A Survey of Data-Efficient Graph Learning
Wei Ju, Siyu Yi, Yifan Wang, Qingqing Long, Junyu Luo, Zhiping Xiao, Ming Zhang
TL;DR
This survey introduces Data-Efficient Graph Learning (DEGL) as a framework for performing graph learning with limited labeled data. It organizes existing work into three pillars self supervised, semi supervised, and few shot learning, and further divides each pillar into concrete methodological families such as generation based, contrastive based, and auxiliary property based self supervision; classical label propagation, consistency regularization, and pseudo labeling within semi supervised learning; and metric and optimization based approaches in few shot learning. The paper highlights representative methods, key objective formulations, and practical trade offs across these paradigms, while discussing domain shift, integration with large models, and non Euclidean convolution as future directions. By mapping diverse techniques to a coherent DEGL taxonomy, the work clarifies how researchers can design data efficient graph models that maintain performance with scarce annotations, enabling broader applicability in domains like biology and social networks. It also points to theoretical efforts to bound learnability and efficiency, suggesting a path toward robust, explainable, and scalable data efficient graph learning.
Abstract
Graph-structured data, prevalent in domains ranging from social networks to biochemical analysis, serve as the foundation for diverse real-world systems. While graph neural networks demonstrate proficiency in modeling this type of data, their success is often reliant on significant amounts of labeled data, posing a challenge in practical scenarios with limited annotation resources.

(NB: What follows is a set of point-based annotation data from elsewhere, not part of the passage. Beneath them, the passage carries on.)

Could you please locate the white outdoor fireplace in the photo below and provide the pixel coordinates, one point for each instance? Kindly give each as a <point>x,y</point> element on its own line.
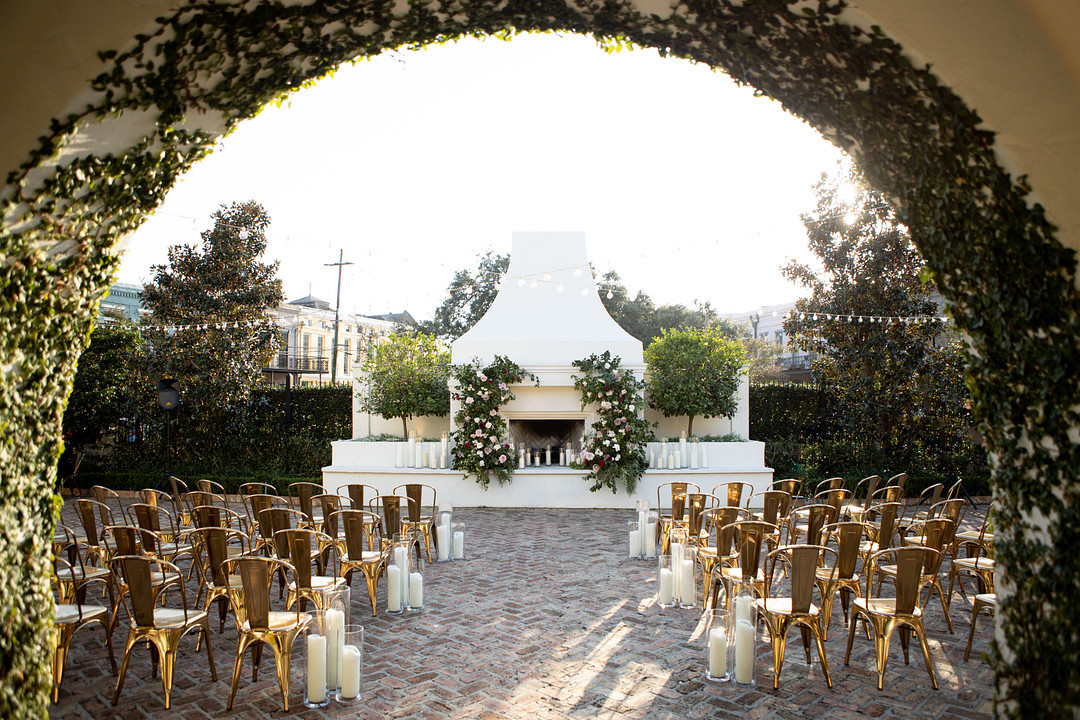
<point>547,315</point>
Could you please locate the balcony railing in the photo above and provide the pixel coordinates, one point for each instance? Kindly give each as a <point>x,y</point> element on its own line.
<point>300,362</point>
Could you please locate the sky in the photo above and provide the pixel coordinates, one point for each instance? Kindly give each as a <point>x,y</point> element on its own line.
<point>416,162</point>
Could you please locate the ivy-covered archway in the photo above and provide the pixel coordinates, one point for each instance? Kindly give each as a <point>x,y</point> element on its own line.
<point>159,105</point>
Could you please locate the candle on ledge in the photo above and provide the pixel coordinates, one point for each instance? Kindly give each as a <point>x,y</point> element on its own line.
<point>717,652</point>
<point>316,668</point>
<point>350,673</point>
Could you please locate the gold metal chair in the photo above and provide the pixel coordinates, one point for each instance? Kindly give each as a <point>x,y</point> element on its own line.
<point>840,576</point>
<point>261,625</point>
<point>932,534</point>
<point>369,560</point>
<point>73,614</point>
<point>304,551</point>
<point>162,627</point>
<point>421,512</point>
<point>214,545</point>
<point>734,493</point>
<point>781,614</point>
<point>673,497</point>
<point>304,492</point>
<point>718,522</point>
<point>748,541</point>
<point>886,614</point>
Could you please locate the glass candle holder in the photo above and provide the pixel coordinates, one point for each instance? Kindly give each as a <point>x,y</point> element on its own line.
<point>688,578</point>
<point>634,543</point>
<point>665,596</point>
<point>315,693</point>
<point>352,665</point>
<point>458,541</point>
<point>745,641</point>
<point>416,592</point>
<point>444,537</point>
<point>399,568</point>
<point>717,644</point>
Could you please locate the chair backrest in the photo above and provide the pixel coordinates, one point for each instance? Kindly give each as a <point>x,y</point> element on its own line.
<point>848,537</point>
<point>301,551</point>
<point>143,575</point>
<point>818,515</point>
<point>865,489</point>
<point>889,517</point>
<point>359,494</point>
<point>353,521</point>
<point>256,573</point>
<point>801,562</point>
<point>910,565</point>
<point>420,497</point>
<point>775,505</point>
<point>304,492</point>
<point>750,540</point>
<point>733,493</point>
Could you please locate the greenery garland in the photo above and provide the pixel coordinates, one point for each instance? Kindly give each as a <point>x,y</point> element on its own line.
<point>481,442</point>
<point>207,66</point>
<point>613,449</point>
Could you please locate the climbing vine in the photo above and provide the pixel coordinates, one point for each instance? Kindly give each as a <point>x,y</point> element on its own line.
<point>159,105</point>
<point>613,449</point>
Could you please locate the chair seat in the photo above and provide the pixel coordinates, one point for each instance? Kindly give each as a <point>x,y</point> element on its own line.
<point>175,617</point>
<point>782,606</point>
<point>67,614</point>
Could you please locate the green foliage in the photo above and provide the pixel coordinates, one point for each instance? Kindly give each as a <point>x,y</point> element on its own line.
<point>207,324</point>
<point>613,450</point>
<point>989,244</point>
<point>406,377</point>
<point>481,443</point>
<point>468,297</point>
<point>694,371</point>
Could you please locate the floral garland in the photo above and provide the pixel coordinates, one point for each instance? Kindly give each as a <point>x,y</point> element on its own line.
<point>613,450</point>
<point>482,447</point>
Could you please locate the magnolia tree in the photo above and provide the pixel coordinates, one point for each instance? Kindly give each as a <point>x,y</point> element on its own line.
<point>694,371</point>
<point>406,378</point>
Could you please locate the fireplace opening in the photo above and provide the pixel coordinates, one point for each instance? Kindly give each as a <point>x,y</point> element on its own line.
<point>538,435</point>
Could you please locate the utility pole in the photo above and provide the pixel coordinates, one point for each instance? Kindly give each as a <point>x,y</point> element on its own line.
<point>337,308</point>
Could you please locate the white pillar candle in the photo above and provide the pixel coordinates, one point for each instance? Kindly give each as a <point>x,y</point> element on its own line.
<point>744,651</point>
<point>676,569</point>
<point>416,591</point>
<point>350,673</point>
<point>393,588</point>
<point>666,586</point>
<point>742,608</point>
<point>717,652</point>
<point>335,640</point>
<point>688,586</point>
<point>443,540</point>
<point>316,668</point>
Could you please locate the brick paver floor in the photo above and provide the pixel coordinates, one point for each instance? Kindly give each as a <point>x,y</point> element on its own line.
<point>548,619</point>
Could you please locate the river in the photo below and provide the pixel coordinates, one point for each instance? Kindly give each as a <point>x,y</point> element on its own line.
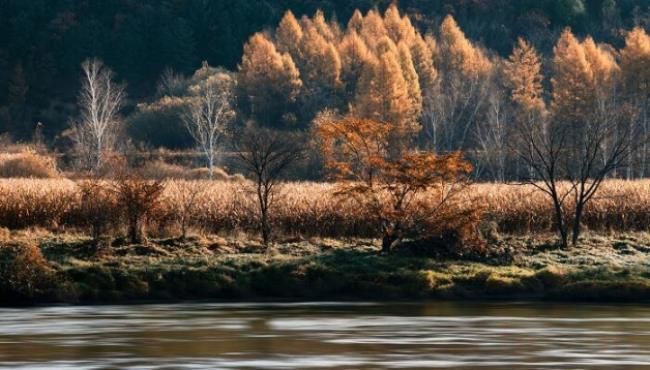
<point>459,335</point>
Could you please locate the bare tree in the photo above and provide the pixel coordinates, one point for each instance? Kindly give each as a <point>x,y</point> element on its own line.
<point>450,112</point>
<point>100,101</point>
<point>265,155</point>
<point>209,114</point>
<point>569,161</point>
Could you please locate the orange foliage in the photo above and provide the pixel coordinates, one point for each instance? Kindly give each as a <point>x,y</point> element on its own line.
<point>359,156</point>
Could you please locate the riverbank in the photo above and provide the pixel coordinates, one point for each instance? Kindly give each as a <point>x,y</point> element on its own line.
<point>42,268</point>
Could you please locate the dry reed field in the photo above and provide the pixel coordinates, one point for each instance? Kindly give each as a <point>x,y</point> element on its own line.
<point>310,209</point>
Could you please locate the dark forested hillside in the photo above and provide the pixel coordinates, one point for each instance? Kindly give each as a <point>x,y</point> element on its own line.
<point>43,42</point>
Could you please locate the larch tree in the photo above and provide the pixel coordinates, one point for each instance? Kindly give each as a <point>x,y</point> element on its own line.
<point>383,95</point>
<point>208,114</point>
<point>635,70</point>
<point>412,79</point>
<point>522,79</point>
<point>360,155</point>
<point>355,56</point>
<point>493,131</point>
<point>372,29</point>
<point>320,72</point>
<point>586,137</point>
<point>288,35</point>
<point>464,71</point>
<point>268,81</point>
<point>356,22</point>
<point>399,28</point>
<point>573,84</point>
<point>523,76</point>
<point>98,125</point>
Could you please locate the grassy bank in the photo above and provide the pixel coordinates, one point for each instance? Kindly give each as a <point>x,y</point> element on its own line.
<point>70,269</point>
<point>304,208</point>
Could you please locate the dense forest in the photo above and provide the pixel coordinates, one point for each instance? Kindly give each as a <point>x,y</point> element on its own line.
<point>42,43</point>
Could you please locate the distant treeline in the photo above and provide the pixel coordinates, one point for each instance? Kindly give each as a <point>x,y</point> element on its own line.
<point>43,42</point>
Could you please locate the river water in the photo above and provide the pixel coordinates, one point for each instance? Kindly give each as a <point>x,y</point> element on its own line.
<point>327,336</point>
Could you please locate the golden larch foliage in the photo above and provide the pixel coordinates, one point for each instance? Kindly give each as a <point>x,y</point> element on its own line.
<point>288,35</point>
<point>412,80</point>
<point>383,94</point>
<point>267,76</point>
<point>372,29</point>
<point>422,57</point>
<point>573,79</point>
<point>635,63</point>
<point>603,65</point>
<point>356,21</point>
<point>457,53</point>
<point>398,28</point>
<point>523,75</point>
<point>320,58</point>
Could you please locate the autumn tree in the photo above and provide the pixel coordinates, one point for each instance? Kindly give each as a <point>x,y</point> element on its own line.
<point>355,58</point>
<point>464,71</point>
<point>208,114</point>
<point>383,94</point>
<point>265,155</point>
<point>359,156</point>
<point>268,80</point>
<point>635,69</point>
<point>584,136</point>
<point>100,101</point>
<point>321,71</point>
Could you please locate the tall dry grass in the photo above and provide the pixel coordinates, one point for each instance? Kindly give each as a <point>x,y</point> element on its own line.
<point>310,209</point>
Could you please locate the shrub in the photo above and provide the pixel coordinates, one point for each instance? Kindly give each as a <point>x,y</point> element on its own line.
<point>388,180</point>
<point>24,273</point>
<point>138,199</point>
<point>98,207</point>
<point>161,170</point>
<point>27,165</point>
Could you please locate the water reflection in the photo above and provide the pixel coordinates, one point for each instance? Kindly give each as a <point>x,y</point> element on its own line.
<point>327,336</point>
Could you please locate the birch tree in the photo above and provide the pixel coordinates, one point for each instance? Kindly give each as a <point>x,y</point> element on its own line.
<point>208,115</point>
<point>100,101</point>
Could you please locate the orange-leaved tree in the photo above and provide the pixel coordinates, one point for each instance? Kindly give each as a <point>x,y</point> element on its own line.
<point>408,192</point>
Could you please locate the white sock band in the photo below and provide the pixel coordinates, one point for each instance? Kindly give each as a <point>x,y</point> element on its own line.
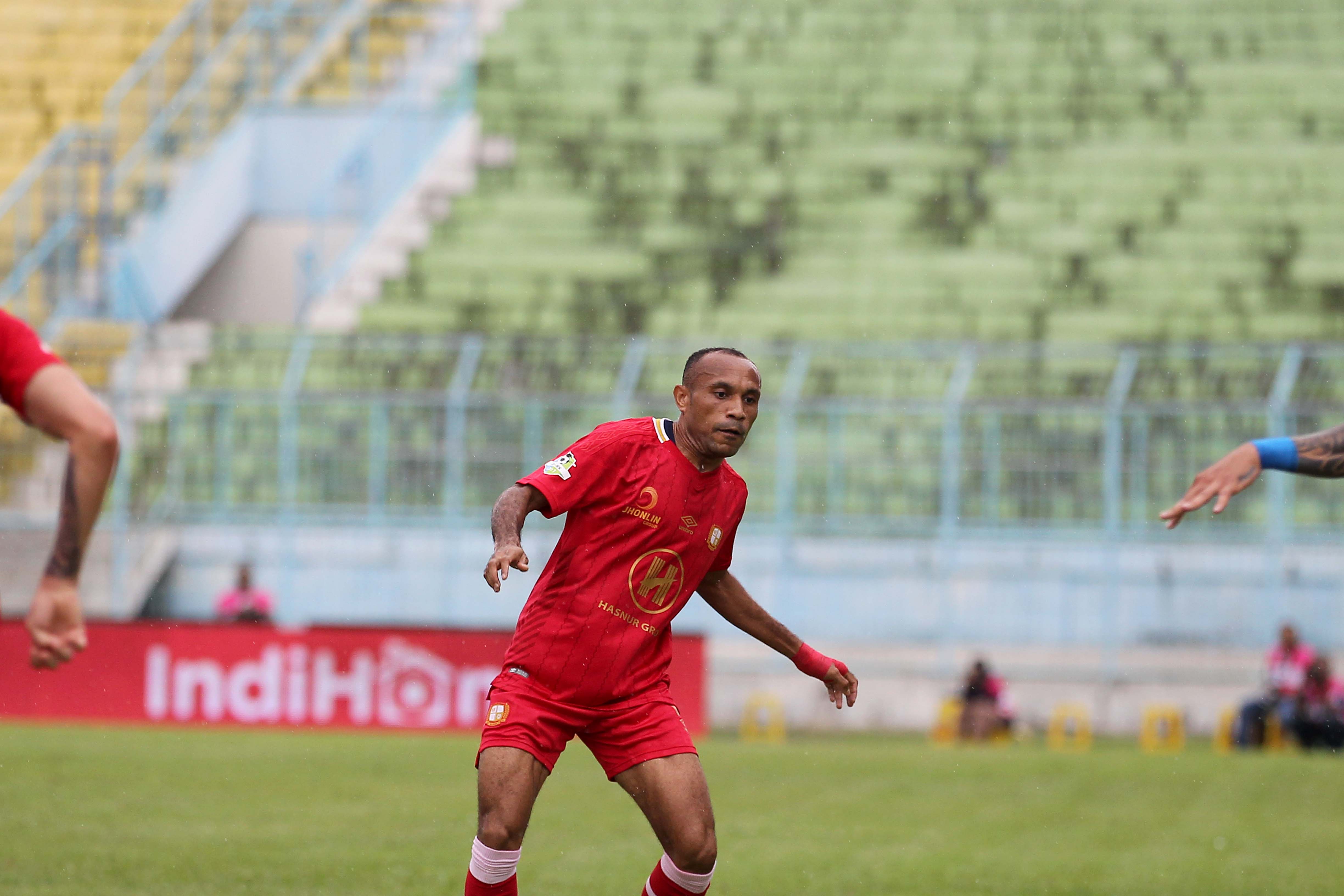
<point>495,866</point>
<point>686,880</point>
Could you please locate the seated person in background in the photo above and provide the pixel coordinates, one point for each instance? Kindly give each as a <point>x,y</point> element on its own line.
<point>1319,715</point>
<point>245,604</point>
<point>986,706</point>
<point>1288,663</point>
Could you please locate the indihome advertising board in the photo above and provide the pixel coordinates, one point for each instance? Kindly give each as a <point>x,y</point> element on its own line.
<point>181,674</point>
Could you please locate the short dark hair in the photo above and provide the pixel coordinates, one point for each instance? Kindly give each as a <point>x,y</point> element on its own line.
<point>695,359</point>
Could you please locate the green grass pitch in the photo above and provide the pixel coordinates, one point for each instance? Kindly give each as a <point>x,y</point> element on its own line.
<point>110,812</point>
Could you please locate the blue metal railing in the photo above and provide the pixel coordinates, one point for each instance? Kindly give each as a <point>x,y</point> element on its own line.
<point>217,57</point>
<point>382,160</point>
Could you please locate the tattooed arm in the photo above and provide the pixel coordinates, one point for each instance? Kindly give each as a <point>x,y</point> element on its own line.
<point>1320,455</point>
<point>60,405</point>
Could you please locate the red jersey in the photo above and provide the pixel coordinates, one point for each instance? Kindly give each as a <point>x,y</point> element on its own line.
<point>644,527</point>
<point>22,355</point>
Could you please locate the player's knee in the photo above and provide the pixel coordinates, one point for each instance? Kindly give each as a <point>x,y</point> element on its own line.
<point>695,851</point>
<point>499,832</point>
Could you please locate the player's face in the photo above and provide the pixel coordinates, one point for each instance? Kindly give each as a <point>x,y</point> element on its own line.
<point>721,405</point>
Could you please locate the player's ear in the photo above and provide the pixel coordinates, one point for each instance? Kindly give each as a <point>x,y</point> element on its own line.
<point>682,396</point>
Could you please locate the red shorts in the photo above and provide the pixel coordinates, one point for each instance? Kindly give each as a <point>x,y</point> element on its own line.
<point>621,735</point>
<point>22,355</point>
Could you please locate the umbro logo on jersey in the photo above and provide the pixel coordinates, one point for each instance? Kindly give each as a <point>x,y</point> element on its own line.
<point>561,467</point>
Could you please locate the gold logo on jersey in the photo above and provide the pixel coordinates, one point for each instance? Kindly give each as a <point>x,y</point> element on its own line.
<point>656,581</point>
<point>561,467</point>
<point>640,510</point>
<point>497,716</point>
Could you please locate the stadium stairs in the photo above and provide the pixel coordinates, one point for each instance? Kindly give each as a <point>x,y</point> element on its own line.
<point>174,88</point>
<point>1119,171</point>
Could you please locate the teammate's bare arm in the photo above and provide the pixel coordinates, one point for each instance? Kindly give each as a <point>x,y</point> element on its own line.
<point>1320,455</point>
<point>507,519</point>
<point>722,592</point>
<point>60,405</point>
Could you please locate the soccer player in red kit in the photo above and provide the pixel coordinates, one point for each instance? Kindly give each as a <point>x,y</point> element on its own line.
<point>50,397</point>
<point>653,512</point>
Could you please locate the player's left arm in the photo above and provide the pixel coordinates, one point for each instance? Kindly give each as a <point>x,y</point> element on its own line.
<point>722,592</point>
<point>1320,455</point>
<point>58,404</point>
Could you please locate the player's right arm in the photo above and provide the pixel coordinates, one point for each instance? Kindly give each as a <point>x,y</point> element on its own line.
<point>58,404</point>
<point>507,519</point>
<point>1320,455</point>
<point>730,600</point>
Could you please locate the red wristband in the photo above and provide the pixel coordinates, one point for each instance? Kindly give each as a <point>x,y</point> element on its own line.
<point>812,663</point>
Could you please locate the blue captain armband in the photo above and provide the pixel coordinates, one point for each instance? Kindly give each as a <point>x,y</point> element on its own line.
<point>1277,455</point>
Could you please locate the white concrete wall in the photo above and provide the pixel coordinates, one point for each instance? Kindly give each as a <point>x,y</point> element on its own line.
<point>902,686</point>
<point>256,280</point>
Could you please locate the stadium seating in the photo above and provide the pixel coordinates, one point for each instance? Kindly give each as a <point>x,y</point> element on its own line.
<point>1119,171</point>
<point>58,61</point>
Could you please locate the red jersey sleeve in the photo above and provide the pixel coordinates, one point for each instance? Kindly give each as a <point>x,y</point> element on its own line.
<point>22,355</point>
<point>584,473</point>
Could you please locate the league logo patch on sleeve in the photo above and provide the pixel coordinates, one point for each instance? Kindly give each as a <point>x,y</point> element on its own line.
<point>561,467</point>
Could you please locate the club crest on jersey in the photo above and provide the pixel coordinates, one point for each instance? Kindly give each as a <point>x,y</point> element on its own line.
<point>561,467</point>
<point>497,716</point>
<point>656,581</point>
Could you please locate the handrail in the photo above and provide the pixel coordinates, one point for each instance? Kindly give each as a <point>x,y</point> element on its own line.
<point>185,94</point>
<point>407,97</point>
<point>41,228</point>
<point>152,54</point>
<point>34,170</point>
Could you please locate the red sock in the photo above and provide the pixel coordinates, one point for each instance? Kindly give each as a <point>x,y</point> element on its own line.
<point>659,884</point>
<point>503,889</point>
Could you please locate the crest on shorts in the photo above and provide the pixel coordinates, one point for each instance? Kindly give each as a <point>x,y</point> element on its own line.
<point>716,538</point>
<point>561,467</point>
<point>497,716</point>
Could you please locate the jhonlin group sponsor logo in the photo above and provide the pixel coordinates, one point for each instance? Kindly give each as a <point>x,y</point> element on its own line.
<point>401,686</point>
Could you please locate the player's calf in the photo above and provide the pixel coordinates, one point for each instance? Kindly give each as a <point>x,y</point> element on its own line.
<point>668,879</point>
<point>694,850</point>
<point>494,872</point>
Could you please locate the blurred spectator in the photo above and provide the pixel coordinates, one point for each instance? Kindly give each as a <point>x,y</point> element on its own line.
<point>245,604</point>
<point>1288,663</point>
<point>987,709</point>
<point>1319,716</point>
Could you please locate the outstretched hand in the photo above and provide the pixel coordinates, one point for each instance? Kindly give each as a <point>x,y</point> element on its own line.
<point>505,557</point>
<point>1225,479</point>
<point>56,624</point>
<point>842,686</point>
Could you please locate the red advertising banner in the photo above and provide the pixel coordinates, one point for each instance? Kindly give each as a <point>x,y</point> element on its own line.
<point>183,674</point>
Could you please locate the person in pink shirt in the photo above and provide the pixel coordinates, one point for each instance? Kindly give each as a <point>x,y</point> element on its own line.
<point>1319,713</point>
<point>1288,663</point>
<point>987,709</point>
<point>245,604</point>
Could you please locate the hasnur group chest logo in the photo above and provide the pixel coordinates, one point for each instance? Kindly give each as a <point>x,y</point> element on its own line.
<point>656,581</point>
<point>561,467</point>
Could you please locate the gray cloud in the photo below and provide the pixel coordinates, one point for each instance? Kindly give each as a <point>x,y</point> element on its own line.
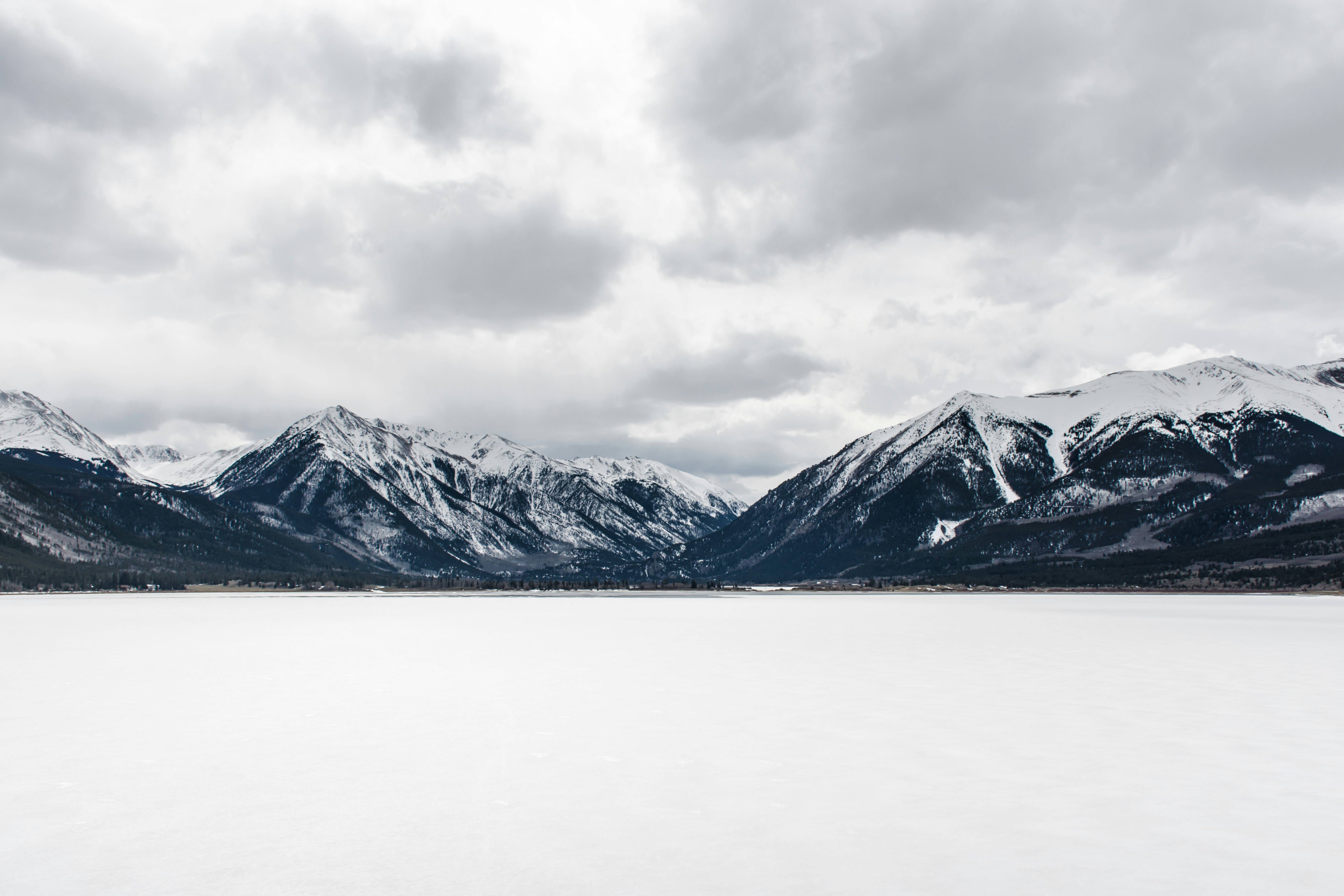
<point>452,254</point>
<point>58,119</point>
<point>761,366</point>
<point>326,70</point>
<point>71,109</point>
<point>1130,124</point>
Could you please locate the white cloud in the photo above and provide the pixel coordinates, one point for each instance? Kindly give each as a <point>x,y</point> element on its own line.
<point>732,236</point>
<point>189,437</point>
<point>1174,357</point>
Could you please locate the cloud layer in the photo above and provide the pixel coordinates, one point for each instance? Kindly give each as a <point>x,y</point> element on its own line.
<point>729,236</point>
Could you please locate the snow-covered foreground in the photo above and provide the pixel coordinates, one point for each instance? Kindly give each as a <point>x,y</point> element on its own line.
<point>618,746</point>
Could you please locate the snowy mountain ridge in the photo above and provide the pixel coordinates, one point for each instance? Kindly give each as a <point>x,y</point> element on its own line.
<point>978,461</point>
<point>409,498</point>
<point>30,426</point>
<point>483,500</point>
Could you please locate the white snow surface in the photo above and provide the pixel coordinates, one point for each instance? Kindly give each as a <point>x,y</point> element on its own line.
<point>29,422</point>
<point>143,456</point>
<point>1304,472</point>
<point>787,745</point>
<point>1080,413</point>
<point>200,469</point>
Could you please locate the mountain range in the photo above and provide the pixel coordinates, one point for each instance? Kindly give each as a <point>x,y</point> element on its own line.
<point>365,493</point>
<point>1139,461</point>
<point>1205,467</point>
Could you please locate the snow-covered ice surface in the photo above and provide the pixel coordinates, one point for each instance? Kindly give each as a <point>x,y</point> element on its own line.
<point>811,745</point>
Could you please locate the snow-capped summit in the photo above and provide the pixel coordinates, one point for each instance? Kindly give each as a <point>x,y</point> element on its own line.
<point>34,429</point>
<point>983,460</point>
<point>413,495</point>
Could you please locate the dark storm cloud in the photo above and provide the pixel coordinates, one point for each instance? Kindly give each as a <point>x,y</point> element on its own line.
<point>456,254</point>
<point>1010,117</point>
<point>748,367</point>
<point>326,70</point>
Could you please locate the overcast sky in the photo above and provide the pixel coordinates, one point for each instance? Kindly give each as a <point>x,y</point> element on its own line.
<point>730,237</point>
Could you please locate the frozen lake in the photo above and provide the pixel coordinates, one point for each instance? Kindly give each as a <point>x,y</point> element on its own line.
<point>772,745</point>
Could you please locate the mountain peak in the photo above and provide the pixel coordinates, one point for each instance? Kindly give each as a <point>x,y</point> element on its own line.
<point>34,428</point>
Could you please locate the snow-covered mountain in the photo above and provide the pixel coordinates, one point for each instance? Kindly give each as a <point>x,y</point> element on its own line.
<point>167,465</point>
<point>33,429</point>
<point>420,498</point>
<point>980,461</point>
<point>389,495</point>
<point>149,456</point>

To tackle this problem, tremendous efforts have been devoted to enhancing graph machine learning performance under low-resource settings by exploring various approaches to minimal supervision. In this paper, we introduce a novel concept of Data-Efficient Graph Learning (DEGL) as a research frontier, and present the first survey that summarizes the current progress of DEGL. We initiate by highlighting the challenges inherent in training models with large labeled data, paving the way for our exploration into DEGL. Next, we systematically review recent advances on this topic from several key aspects, including self-supervised graph learning, semi-supervised graph learning, and few-shot graph learning. Also, we state promising directions for future research, contributing to the evolution of graph machine learning.